Bug Report - Infastructure update needed
As a paying user of Online B&R for Windows Server I rely heavily on the ability to backup as intended: online, to Acronis' servers. After a primarily smooth evaluation period we purchased the year-long subscription and continued backing up as planned. Toward the end of the eval period I had opened a support ticket about the "Cleanup" schedule (retaining and combining incremental backups) failing intermittently. As this was not a serious or common occurrence, it wasn't a big deal.

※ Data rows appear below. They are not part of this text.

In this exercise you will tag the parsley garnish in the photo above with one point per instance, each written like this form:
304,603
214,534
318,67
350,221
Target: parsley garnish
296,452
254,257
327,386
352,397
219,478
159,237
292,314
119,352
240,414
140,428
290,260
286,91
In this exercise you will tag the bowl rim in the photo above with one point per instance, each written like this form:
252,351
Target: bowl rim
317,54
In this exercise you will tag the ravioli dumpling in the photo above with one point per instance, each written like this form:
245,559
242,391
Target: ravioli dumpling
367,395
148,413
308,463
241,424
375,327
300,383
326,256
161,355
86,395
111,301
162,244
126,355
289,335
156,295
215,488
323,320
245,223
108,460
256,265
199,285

Since purchasing the online license though the problem has gotten much worse. Now it's about a 50/50 chance that I make it through a basic online backup increment without incident. God forbid I try to verify an online archive... I ended up getting the Tier 1 support run-around of sending various logs...ending with a rather ludicrous request for a full tcp dump of our webserver running the software while "recreating the issue," (tcp dump for 1-2 days until I get an error?), which for the security and privacy of my clients, I naturally declined. Digging deeply into this myself I've ruled some things out. The failures occur due to too many network timeouts during the operation. Now, I receive instant notification from our dedicated hosting company should our server experience any downtime or service connectivity issues, the backups to complete eventually, so it's not an issue with our server's filesystem or anything like that. Application is up to date, schedule plan re-created (requested several times while attempting to move support on to something more useful). From this, I conclude that the connection issue lies with Acronis.

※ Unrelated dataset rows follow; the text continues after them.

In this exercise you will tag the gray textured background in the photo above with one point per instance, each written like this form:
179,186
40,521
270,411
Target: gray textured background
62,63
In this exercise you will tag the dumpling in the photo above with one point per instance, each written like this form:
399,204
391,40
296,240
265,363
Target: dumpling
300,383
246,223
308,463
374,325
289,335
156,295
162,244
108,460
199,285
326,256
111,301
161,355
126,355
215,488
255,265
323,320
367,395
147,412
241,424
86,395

This is supported by some (specific) numbers too. Shortly before a series of "problem with network connection to the required files" errors->retry->write error messages that led to a plan failure, a packet analysis shows that interaction with the Acronis online backup servers, which operate in the 209.239.125.1/24 range, switched from 209.239.125.153 to 209.239.125.146. I don't know the particular setup that Acronis is running, but that, combined with the end result for a write error, lead me to believe that Acronis load-balanced the connection to a different server in the middle of a write operation, indicative of high network or server load at their end. I could be wrong in this conclusion, but based on the evidence and what has been ruled out, it seems likely. This is further supported by the result of changing the scheduling of the backup to a less "typical" server maintenance time. The problem seems to happen less with a 5AM scheduled backup than with a 2AM backup, which I'm guessing is in a fairly common range of times where Acronis customers schedule online backups for their servers. This leads me to believe that Acronis needs to take steps to upgrade their infrastructure to provide the service they have advertised and received money for.
Well there's the long bug report; here's the short one.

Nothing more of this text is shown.